The Kurdish desire to establish Kurdistan as an independent state is opposed by the governments of all the states in which Kurds currently live. The long-standing separatist conflict in Turkey cost thousands of lives and imposed “terrorism from above” against its own citizens in Anatolia, including martial law in the 1980s. A similar situation existed in Iraq under Saddam Hussein, but there was and still is in Turkey a clash between two levels of terrorism: state terrorism vs. sub-state terrorism. Both sides were and are committing war crimes, executions, torture and destruction of material property, but the reaction of the West, especially the US, accuse the Kurdish side (the PKK), of terrorism but not the Turkish government.

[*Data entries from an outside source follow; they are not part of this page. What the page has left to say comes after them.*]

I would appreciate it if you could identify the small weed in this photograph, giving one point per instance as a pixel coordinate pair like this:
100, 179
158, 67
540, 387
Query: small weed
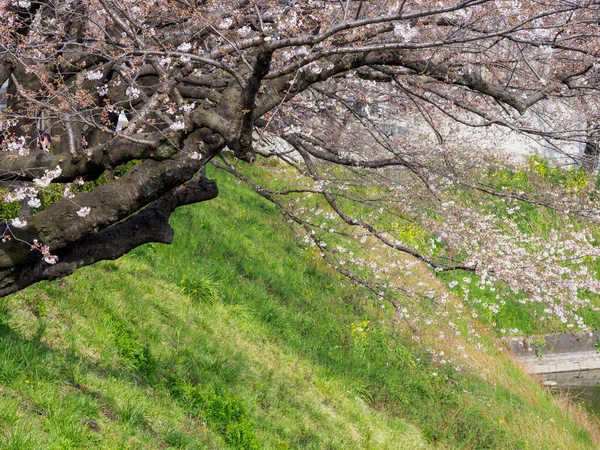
224, 412
200, 289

In comparison, during the Kosovo Crisis of 1998−1999, both the West and the US saw acts of terror carried out by the Serbian government but not by the KLA – a typical terrorist organization modeled on the PKK, the IRA, the ETA or Hezbollah. Ankara never saw the KLA as a terrorist group and opened the door to the legitimation of the PKK as freedom fighters of a political-revolutionary party. Ankara set an even more serious precedent by recognizing the independence of Kosovo in 2008 – a state that is governed by ex-KLA commanders (who are US’s clients). There is no reason not to recognize an independent Kurdistan governed by PKK commanders with Abdullah Öcalan as President (just as Hashim Tachi a KLA commander in the 1990s, became President of the Republic of Kosovo in 2016).

A similar state terrorism policy emerged when Saddam Hussein oppressed the aboriginal Kurds, as was the case with the Anfal Operation carried out in 1982.  This was during the Iraqi-Iranian War of 1980−1988, when approximately 8.000 Kurds were arrested and executed. But the most brutal action against the Iraqi Kurds occured in 1988 when Saddam’s army   destroyed more than 2.000 Kurdish villages using chemical weapons, without any US sanctions, since Saddam was an ally in Washington’s fight against the (Shia) Islamic Republic of Iran, and regardless that up to 200,000 Kurds are  estimated to have been killed in this organized genocide.

Turkey’s policy on the “Kosovo Question” has already boomeranged back to the homeland, and will probably be solved according to the Kosovo pattern, in which Russia is expected to play a fundamental role as payback for the NATO/Turkey Kosovo strategy.